Banks, Iain. Raw spirit: In search of the perfect dram. London: Arrow, 2004. 366pp.
Yes, that Iain (M.) Banks. The noted sf and crime fiction author. Well, this one is a bit different. It's about scotch whisky. Thinks about it. The perfect job. Banks gets paid to travel around Scotland trying all the different whiskies to try and find the one he like best and then write a book about it. Tough life. Anyways, what's the book like. More a travelogue than a dry series of tasting notes, Banks concentrates more on the experience of driving around Scotland with a series of friends, visiting the various distilleries, telling the tall tales. Digressions abound, on subjects like midges, American politics, different kinds of cars, his friends life stories, Australian wine, more politics and his own working and personal. It's all told in a great breezy style, personal and intimate, like Banks is your friend sending you a letter from a trip somewhere. Engaging and witty, sometimes some of the stories drag, but the narrative pulls you through the slow bits. Maybe 40% of the book is actually about scotch, so if you were expecting something more focussed, you might want to give it a pass. Some handy features include an extensive bibliography of other whisky books and a scotch pronunciation guide.
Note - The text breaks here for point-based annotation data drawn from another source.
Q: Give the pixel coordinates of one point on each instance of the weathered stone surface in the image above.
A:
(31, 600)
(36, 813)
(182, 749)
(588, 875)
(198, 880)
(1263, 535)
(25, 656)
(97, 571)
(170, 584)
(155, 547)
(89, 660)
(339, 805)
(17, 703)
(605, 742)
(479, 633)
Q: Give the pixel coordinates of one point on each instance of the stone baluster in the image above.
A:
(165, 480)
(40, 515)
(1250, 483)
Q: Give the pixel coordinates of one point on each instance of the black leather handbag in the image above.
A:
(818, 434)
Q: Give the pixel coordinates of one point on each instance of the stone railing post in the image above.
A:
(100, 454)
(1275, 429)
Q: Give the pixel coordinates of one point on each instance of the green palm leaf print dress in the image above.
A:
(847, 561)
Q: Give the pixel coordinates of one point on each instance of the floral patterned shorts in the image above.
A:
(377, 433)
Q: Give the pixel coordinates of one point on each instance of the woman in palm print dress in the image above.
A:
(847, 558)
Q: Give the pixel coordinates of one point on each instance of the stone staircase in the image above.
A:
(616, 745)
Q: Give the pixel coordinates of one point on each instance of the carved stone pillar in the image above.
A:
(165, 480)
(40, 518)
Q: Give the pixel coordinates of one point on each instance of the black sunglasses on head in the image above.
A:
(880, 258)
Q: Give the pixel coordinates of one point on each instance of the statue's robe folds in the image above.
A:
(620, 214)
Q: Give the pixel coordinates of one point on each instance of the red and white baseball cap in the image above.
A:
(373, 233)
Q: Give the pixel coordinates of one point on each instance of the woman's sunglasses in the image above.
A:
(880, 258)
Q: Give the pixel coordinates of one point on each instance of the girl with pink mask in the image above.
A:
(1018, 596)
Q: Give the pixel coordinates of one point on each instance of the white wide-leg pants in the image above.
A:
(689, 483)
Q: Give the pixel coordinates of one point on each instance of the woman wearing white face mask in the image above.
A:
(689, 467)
A warning. I almost chucked the book through the window at the beginning, it made me so mad. Banks begins his tale right when the war in Iraq got under way. He spends a fair bit of time in the opening explaining his opposition, which is fine by me. The part that got me mad was right after, when he goes on and on about what a "petrol head" he is, how he loves driving around endlessly in his monster Land Rover Defender station wagon. This vehicle is so big, it doesn't have to pay the London downtown toll because it's classified as a bus. He seems like a bright guy, but the fact that he couldn't make the connection between the war in Iraq and people driving massively gas guzzling vehicles turned me off the book initially for quite a while.